Strona:PL P Bourget Po szczeblach.djvu/406

Ta strona została przepisana.

Związku. Poczuli w Crémieux-Daxie mistrza. Ponieważ milczeli, Crémieux-Dax zapytał:
— Zatem, godzimy się na jedno wszyscy sześciu Dobrze! Teraz, ponieważ nie przybył Rumesnil, który miał dziś prezydować, proponuję losowanie celem wyboru prezydującego, albo też głosowanie. Za dziesięć minut jeszcze trudniej będzie to uciszyć. Słuchajcie...
Śpiew, zaczęty na dole, rozlegał się teraz w całej sali i najohydniejsze strofki bluźnierstw dochodziły wyraźnie przez cienką ścianę, strofki będące wiekuistą hańbą polityków, którzy upędzając się za nizką popularnością, pozwolili je śpiewać w swojej obecności, a nawet niekiedy sami śpiewali.
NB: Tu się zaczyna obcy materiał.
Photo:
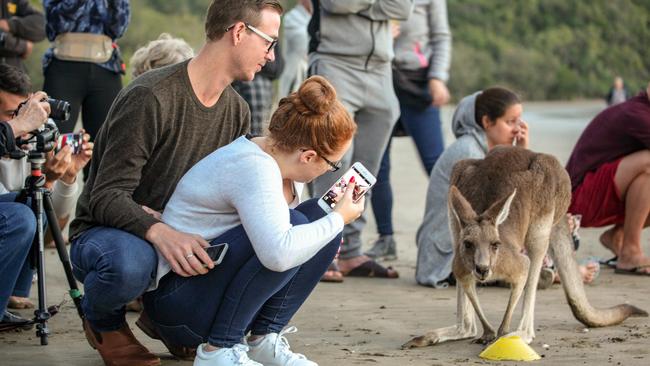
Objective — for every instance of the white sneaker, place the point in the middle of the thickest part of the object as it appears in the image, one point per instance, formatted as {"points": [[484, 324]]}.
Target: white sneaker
{"points": [[224, 357], [274, 350]]}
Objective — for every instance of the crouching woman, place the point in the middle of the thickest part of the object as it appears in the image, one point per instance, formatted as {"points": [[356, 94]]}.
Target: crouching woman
{"points": [[247, 194]]}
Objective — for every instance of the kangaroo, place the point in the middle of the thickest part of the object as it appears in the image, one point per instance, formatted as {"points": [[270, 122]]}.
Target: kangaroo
{"points": [[504, 211]]}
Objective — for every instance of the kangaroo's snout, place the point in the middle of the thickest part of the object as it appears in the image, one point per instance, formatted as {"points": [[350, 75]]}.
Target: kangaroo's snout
{"points": [[482, 271]]}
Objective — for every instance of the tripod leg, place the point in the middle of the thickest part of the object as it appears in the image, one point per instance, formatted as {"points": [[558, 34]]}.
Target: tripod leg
{"points": [[42, 314], [75, 293]]}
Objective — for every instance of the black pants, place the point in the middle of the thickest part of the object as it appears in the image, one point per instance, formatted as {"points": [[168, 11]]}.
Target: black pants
{"points": [[85, 86]]}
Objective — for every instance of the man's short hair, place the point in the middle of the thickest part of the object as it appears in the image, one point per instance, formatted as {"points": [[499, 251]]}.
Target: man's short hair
{"points": [[223, 13], [14, 80]]}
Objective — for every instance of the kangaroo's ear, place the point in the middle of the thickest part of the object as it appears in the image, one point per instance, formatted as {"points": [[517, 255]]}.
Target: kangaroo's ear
{"points": [[500, 210], [461, 209]]}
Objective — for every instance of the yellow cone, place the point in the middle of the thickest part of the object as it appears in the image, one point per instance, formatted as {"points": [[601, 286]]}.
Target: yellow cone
{"points": [[511, 348]]}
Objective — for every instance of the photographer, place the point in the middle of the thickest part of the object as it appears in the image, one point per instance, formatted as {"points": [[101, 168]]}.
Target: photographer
{"points": [[60, 169], [17, 222]]}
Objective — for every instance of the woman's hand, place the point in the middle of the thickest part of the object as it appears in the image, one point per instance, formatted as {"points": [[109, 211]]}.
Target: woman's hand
{"points": [[522, 135], [346, 206]]}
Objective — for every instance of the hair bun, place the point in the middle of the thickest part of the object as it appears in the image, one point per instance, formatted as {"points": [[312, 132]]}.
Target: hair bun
{"points": [[316, 95]]}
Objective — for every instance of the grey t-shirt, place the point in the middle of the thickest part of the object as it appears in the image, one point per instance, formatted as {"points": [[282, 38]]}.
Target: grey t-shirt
{"points": [[156, 130]]}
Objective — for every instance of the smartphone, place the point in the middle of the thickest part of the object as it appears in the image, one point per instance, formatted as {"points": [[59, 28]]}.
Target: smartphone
{"points": [[74, 140], [362, 177], [217, 252]]}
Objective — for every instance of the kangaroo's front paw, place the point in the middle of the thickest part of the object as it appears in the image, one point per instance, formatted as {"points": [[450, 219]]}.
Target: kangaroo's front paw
{"points": [[428, 339], [486, 338]]}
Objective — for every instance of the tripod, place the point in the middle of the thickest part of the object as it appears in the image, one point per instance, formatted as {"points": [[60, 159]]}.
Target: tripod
{"points": [[41, 202]]}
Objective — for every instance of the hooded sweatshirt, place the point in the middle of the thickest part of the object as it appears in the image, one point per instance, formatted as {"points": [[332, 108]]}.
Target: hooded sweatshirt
{"points": [[435, 247], [355, 31]]}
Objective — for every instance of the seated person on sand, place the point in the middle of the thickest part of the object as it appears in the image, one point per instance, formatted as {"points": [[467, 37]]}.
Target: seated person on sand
{"points": [[610, 178], [243, 194], [481, 121]]}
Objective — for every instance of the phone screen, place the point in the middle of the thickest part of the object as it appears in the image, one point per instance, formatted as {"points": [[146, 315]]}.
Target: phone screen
{"points": [[74, 140], [335, 193], [217, 252]]}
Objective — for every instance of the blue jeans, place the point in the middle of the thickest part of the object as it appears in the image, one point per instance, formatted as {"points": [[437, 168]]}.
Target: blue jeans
{"points": [[115, 268], [17, 229], [239, 295], [423, 125], [24, 280]]}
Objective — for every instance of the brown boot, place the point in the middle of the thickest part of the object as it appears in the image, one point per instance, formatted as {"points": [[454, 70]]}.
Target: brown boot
{"points": [[181, 352], [120, 347]]}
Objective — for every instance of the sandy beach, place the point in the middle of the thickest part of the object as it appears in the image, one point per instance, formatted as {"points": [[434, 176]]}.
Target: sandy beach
{"points": [[365, 321]]}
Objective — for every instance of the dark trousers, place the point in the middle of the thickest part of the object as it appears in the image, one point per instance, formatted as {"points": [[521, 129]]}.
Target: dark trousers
{"points": [[87, 87], [423, 125], [239, 295]]}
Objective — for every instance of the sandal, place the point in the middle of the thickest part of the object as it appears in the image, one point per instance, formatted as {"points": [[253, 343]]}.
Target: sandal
{"points": [[333, 274], [371, 268], [17, 302]]}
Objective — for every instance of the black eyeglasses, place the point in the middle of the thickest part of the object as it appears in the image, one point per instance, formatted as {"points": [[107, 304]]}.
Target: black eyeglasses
{"points": [[272, 41], [334, 166]]}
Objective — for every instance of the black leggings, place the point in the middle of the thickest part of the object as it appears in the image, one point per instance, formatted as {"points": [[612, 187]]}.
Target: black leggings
{"points": [[85, 86]]}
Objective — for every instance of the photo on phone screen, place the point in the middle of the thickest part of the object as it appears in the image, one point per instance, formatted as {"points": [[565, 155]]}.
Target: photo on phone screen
{"points": [[74, 140], [362, 178], [217, 252]]}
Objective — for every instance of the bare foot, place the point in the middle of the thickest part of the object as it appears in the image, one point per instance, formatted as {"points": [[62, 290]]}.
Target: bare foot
{"points": [[348, 264], [588, 273], [612, 239]]}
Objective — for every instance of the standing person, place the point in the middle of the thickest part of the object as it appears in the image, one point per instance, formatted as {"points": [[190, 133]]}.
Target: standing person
{"points": [[618, 93], [351, 45], [610, 176], [20, 27], [60, 170], [421, 69], [166, 50], [277, 249], [161, 124], [84, 66], [258, 93], [17, 220], [295, 47], [481, 121]]}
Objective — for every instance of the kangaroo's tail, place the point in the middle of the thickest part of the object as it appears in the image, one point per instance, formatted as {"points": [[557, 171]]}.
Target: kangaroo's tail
{"points": [[561, 249]]}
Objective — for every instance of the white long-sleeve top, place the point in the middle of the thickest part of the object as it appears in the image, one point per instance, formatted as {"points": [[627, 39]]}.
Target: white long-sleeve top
{"points": [[240, 184]]}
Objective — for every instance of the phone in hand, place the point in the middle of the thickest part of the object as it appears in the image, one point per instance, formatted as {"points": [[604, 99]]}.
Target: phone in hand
{"points": [[363, 179], [74, 140], [217, 252]]}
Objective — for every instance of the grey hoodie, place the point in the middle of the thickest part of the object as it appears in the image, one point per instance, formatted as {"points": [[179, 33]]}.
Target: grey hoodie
{"points": [[356, 30], [433, 238]]}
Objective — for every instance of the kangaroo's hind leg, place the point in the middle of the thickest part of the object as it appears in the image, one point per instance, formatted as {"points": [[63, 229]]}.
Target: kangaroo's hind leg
{"points": [[465, 326], [537, 242]]}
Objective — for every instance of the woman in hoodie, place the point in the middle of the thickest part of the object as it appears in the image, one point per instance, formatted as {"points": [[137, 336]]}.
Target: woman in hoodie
{"points": [[481, 121]]}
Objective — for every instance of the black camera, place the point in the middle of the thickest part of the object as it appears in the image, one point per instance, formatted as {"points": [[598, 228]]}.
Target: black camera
{"points": [[59, 109]]}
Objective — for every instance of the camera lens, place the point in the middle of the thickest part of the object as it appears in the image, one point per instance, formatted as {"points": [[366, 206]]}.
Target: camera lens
{"points": [[59, 109]]}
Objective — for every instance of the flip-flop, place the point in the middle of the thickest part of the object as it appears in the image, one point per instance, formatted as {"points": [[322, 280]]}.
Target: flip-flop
{"points": [[371, 268], [332, 268], [611, 262], [636, 271]]}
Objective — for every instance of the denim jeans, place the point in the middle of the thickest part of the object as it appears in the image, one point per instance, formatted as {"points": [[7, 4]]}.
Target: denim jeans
{"points": [[238, 295], [17, 229], [115, 268], [423, 125]]}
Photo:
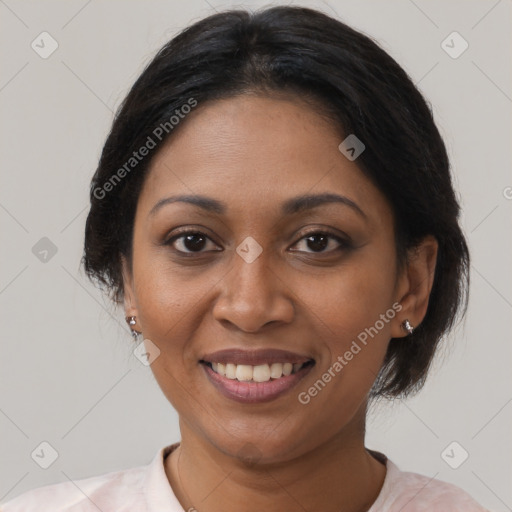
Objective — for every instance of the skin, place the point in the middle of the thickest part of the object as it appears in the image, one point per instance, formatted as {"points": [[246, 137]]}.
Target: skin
{"points": [[253, 153]]}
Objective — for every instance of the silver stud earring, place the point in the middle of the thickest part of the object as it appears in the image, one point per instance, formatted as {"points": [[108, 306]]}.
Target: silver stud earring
{"points": [[131, 321], [407, 326]]}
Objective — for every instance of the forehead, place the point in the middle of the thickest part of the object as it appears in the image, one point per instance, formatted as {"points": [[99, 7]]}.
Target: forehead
{"points": [[253, 153]]}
— Głosujmy, panowie! — przemówił Robetiere. — Trzeba położyć koniec tym skandalom!...
— Głosujmy! — powtórzył Jan.
Nawet on pogrążony w swej trosce nie mógł powstrzymać się od współczucia dla księdza Chanut, który stojąc w rogu pokoju udawał, że przygląda się uważnie fotografii, przedstawiającej portret człowieka uwieńczonego laurem, dzieło Antonella z Messyny...
To arcydzieło, które można oglądać w Gastello Sforzesco w Medyolanie, wywoływało na tych ubogich, nagich ścianach, wspomnienie potęgi arystokratycznych Włoch piętnastego wieku.
Silny i spokojny pędzel artysty świadczył o cywilizacyi twardej, lecz gruntownej danej epoki — wyraz siły w twarzy modelu tenże sam.